Assume we have the matrix equation:
$(U^{\top} A) (Q \Lambda Q^{\top}) (A^{\top} U) = \Sigma$
such that all matrices in this equation have real values and (d > n):
$U$ is $d \times d$ and is orthonormal
$A$ is $d \times n$
$Q$ is $n \times n$ and is orthonormal
$\Lambda$ is $n \times n$ and is diagonal (with only non-negative values)
$\Sigma$ is $d \times d$ and is diagonal (with only non-negative values)
Is there a way to extract the matrix $U^{\top} A$ if we know: $\Sigma$, $\Lambda$ and $Q$ but don't know $A$, $U$? (I think this can be phrased more "mathematically" as a question about a uniqueness of a solution, but not sure how.)
I wouldn't mind getting $U^{\top} A$ up to an invertible linear transformation, as long as this transformation is a function of $U$ only. What if $A$ contains $n$ orthonormal vectors of length $d$? I think this has an easier solution.
Here is a SOLUTION which I think is correct:
Here is my conclusion, I am not sure if it is completely correct.
Set $F = U^{\top} A Q$. Then we have an equation of the form:
$F \Lambda F^{\top} = \Sigma$ where $\Lambda$ and $\Sigma$ are diagonal.
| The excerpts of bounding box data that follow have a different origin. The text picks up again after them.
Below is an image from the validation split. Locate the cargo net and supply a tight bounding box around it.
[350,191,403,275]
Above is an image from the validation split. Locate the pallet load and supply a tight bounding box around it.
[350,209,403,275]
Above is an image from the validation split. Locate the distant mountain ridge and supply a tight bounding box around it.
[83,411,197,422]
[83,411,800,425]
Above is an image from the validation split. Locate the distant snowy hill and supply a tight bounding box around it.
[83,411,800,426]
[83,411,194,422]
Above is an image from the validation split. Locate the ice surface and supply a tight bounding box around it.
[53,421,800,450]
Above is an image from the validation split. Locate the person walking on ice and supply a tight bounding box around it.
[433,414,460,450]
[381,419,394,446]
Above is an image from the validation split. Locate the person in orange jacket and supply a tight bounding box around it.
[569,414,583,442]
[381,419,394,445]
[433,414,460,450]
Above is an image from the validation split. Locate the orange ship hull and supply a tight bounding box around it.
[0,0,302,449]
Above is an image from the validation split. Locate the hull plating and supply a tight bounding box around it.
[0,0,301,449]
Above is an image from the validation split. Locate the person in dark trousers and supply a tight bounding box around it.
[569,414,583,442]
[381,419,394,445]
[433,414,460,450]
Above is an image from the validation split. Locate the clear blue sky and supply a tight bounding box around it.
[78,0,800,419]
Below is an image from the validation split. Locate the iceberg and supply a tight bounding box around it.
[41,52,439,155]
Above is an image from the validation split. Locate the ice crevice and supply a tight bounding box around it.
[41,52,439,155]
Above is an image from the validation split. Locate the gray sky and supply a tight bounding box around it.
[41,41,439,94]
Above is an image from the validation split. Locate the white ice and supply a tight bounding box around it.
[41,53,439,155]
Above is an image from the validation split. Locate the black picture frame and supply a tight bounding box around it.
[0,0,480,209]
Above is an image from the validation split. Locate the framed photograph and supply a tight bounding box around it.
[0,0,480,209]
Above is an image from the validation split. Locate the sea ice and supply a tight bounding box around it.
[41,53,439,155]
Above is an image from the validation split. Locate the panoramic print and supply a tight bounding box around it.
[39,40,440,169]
To solve for $F$, we note that a solution would be a diagonal matrix that equals:
$F = \Sigma^{1/2} \Lambda^{-1/2}$. (I am assuming $d = n$ for simplicity, this can be easily generalized to any d > n).
So we have:
$U^{\top} A Q = \Sigma^{1/2} \Lambda^{-1/2}$ and therefore,
$U^{\top} A = \Sigma^{1/2} \Lambda^{-1/2} Q^{\top}$.
The solution, I am guessing is very much not unique (for $U^{\top} A$).
I just found a specific $F$ for which it works, there could be others.